You are viewing a plain text version of this content. The canonical link for it is here.

Posted to issues@storm.apache.org by "Roshan Naik (JIRA)" <ji...@apache.org> on 2017/01/19 21:13:26 UTC

[jira] [Created] (STORM-2308) Support for Non-replayable Sources

Roshan Naik created STORM-2308:
----------------------------------

             Summary: Support for Non-replayable Sources
                 Key: STORM-2308
                 URL: https://issues.apache.org/jira/browse/STORM-2308
             Project: Apache Storm
          Issue Type: Sub-task
          Components: storm-core
    Affects Versions: 2.0.0
            Reporter: Roshan Naik


In order to recover from failures without data loss, Storm (and other streaming systems) places the responsibility of buffering events on the source system. In the event of a crash or other failure, in-flight events can be re-fetched from the source and their processing can be retried on recovery. A nice benefit of this approach is that it keeps Storm’s architecture simple. 

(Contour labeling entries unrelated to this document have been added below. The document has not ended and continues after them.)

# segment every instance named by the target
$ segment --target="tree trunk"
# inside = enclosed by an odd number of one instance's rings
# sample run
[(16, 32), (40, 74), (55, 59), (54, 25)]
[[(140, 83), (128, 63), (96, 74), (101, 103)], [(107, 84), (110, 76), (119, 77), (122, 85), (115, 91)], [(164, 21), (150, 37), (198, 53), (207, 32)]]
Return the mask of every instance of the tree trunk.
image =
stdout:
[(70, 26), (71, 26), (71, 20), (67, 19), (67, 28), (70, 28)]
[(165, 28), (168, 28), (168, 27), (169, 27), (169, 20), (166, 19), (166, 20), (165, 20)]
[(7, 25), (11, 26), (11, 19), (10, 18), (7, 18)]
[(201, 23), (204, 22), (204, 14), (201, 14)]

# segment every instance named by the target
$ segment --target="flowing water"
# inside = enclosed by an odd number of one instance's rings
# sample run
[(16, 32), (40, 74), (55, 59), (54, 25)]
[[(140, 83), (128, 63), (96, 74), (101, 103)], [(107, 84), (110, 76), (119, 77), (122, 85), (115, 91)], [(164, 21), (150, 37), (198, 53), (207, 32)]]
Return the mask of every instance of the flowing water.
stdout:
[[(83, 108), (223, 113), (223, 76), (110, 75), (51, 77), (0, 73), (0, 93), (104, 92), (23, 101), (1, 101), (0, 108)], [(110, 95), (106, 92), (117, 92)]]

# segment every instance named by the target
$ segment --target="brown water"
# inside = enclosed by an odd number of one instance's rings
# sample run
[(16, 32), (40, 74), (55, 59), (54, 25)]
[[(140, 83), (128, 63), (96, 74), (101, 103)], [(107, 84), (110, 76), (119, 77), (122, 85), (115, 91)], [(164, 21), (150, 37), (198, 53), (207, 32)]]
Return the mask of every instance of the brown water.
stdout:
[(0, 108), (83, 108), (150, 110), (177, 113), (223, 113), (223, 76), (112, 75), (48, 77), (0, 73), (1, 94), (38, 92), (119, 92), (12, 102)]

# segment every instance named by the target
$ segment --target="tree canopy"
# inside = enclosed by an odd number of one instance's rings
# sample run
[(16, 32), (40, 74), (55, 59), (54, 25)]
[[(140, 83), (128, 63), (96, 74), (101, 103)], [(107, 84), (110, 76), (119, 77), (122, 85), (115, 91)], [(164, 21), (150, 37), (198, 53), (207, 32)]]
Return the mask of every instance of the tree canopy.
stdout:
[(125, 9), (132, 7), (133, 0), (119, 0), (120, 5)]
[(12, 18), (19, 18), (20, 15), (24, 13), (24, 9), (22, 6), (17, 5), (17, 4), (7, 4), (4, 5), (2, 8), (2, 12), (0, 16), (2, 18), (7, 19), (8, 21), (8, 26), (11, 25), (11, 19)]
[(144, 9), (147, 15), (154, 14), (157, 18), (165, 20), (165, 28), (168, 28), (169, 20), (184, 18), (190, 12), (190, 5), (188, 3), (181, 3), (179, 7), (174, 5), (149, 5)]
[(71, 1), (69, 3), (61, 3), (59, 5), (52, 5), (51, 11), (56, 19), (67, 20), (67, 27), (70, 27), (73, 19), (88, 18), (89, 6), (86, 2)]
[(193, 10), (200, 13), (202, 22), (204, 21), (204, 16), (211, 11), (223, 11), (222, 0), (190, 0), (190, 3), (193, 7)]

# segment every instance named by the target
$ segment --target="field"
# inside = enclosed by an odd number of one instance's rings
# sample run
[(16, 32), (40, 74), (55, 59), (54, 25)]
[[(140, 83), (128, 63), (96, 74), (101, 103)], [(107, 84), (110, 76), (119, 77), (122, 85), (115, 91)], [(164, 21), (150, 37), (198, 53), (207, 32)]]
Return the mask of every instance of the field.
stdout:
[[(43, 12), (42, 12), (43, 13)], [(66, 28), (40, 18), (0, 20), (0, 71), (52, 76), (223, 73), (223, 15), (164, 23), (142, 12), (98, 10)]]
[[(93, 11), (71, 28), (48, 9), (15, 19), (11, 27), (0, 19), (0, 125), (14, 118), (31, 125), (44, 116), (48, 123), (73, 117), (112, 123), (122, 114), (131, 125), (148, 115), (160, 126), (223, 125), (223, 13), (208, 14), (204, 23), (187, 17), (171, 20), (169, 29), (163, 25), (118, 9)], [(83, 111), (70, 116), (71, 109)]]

While it is desirable to avoid the complexities of creating an internal reliable buffering system, it is not necessary to restrict Spouts to accept data only from persistent sources such Kafka, Hdfs or databases. Some amount of data loss is acceptable in many uses cases. Storm already supports such use cases by allowing ACK-ing to be disabled. 

Users who can tolerate data loss, benefit from having spouts that can accept data directly from a wider variety of sources such as HTTP, TCP/UDP, Syslog, Flume etc. For such use cases, by not forcing all data to go through a system like Kafka, end-to-end latency improves in addition to simplifying management and reducing cost of the data pipeline. Users who care about not losing data can always funnel the incoming data via Kafka or another persistent store and enable ACKs.




--
This message was sent by Atlassian JIRA
(v6.3.4#6332)